Conserved RNA structures are critical for designing diagnostic and therapeutic tools for many diseases including COVID-19. However, existing algorithms are much too slow to model the global structures of full-length RNA viral genomes. We present LinearTurboFold, a linear-time algorithm that is orders of magnitude faster, making it the first method to simultaneously fold and align whole genomes of SARS-CoV-2 variants, the longest known RNA virus (∼30 kilobases). Our work enables unprecedented global structural analysis and captures long-range interactions that are out of reach for existing algorithms but crucial for RNA functions. LinearTurboFold is a general technique for full-length genome studies and can help fight the current and future pandemics.

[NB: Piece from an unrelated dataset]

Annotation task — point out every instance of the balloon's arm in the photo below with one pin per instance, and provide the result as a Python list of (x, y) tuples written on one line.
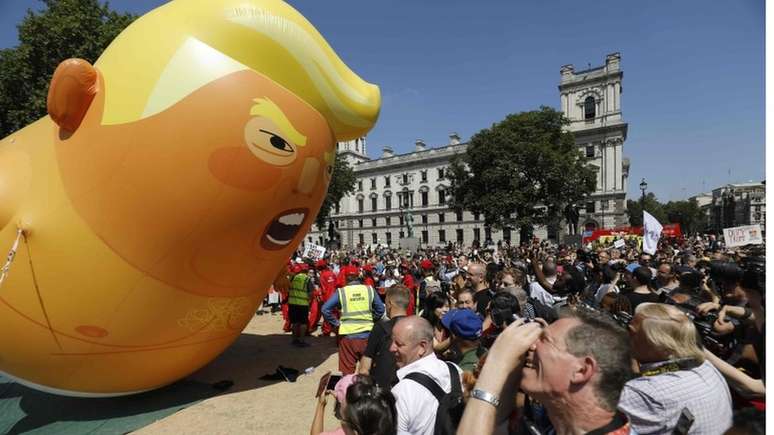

新冠病毒变体的不断出现降低了现有疫苗和检测试剂盒的有效性。因此,识别严重急性呼吸综合征冠状病毒2(SARS-CoV-2)基因组中的保守结构作为抗变体诊断和治疗的潜在靶点至关重要。然而,预测这些保守结构的算法,即同时折叠和比对多个RNA同源物的算法,其运算量充其量与序列长度呈立方关系,因此对于在RNA病毒中拥有最长基因组(约30000个碱基)的冠状病毒来说是不可行的。结果,现有的对SARS-CoV-2结构进行建模的努力采用单序列折叠以及短窗口大小的局部折叠方法,这不可避免地忽略了对RNA功能至关重要的长程相互作用。在此,我们展示了LinearTurboFold,一种用于折叠RNA同源物的高效算法,其运算量与序列长度呈线性关系,从而能够对SARS-CoV-2进行前所未有的结构分析。令人惊讶的是,对于一组SARS-CoV-2和与SARS相关的基因组,LinearTurboFold的纯预测不仅与局部结构的实验指导模型相近,而且通过捕捉5'和3'非翻译区(UTR)之间的端对端配对(相隔约29800个碱基)远远超越了这些模型,这些配对与一项纯实验工作完美匹配。此外,LinearTurboFold识别出新型保守结构和保守可及区域,作为设计高效且对突变不敏感的小分子药物、反义寡核苷酸、小干扰RNA(siRNA)、CRISPR-Cas13导向RNA和逆转录聚合酶链反应(RT-PCR)引物的潜在靶点。LinearTurboFold是一种通用技术,也可应用于其他RNA病毒和全长基因组研究,将成为应对当前及未来大流行的有用工具。
保守的RNA结构对于设计包括新冠病毒疾病在内的多种疾病的诊断和治疗工具至关重要。然而,现有算法对全长RNA病毒基因组的全局结构进行建模的速度太慢。我们展示了LinearTurboFold,一种线性时间算法,其速度要快几个数量级,使其成为第一种同时折叠和比对SARS-CoV-2变体(已知最长的RNA病毒,约30千碱基)全基因组的方法。我们的工作实现了结前所未有的全局结构分析,并捕捉到现有算法无法触及但对RNA功能至关重要的长程相互作用。LinearTurboFold是一种用于全长基因组研究的通用技术,有助于应对当前及未来的大流行。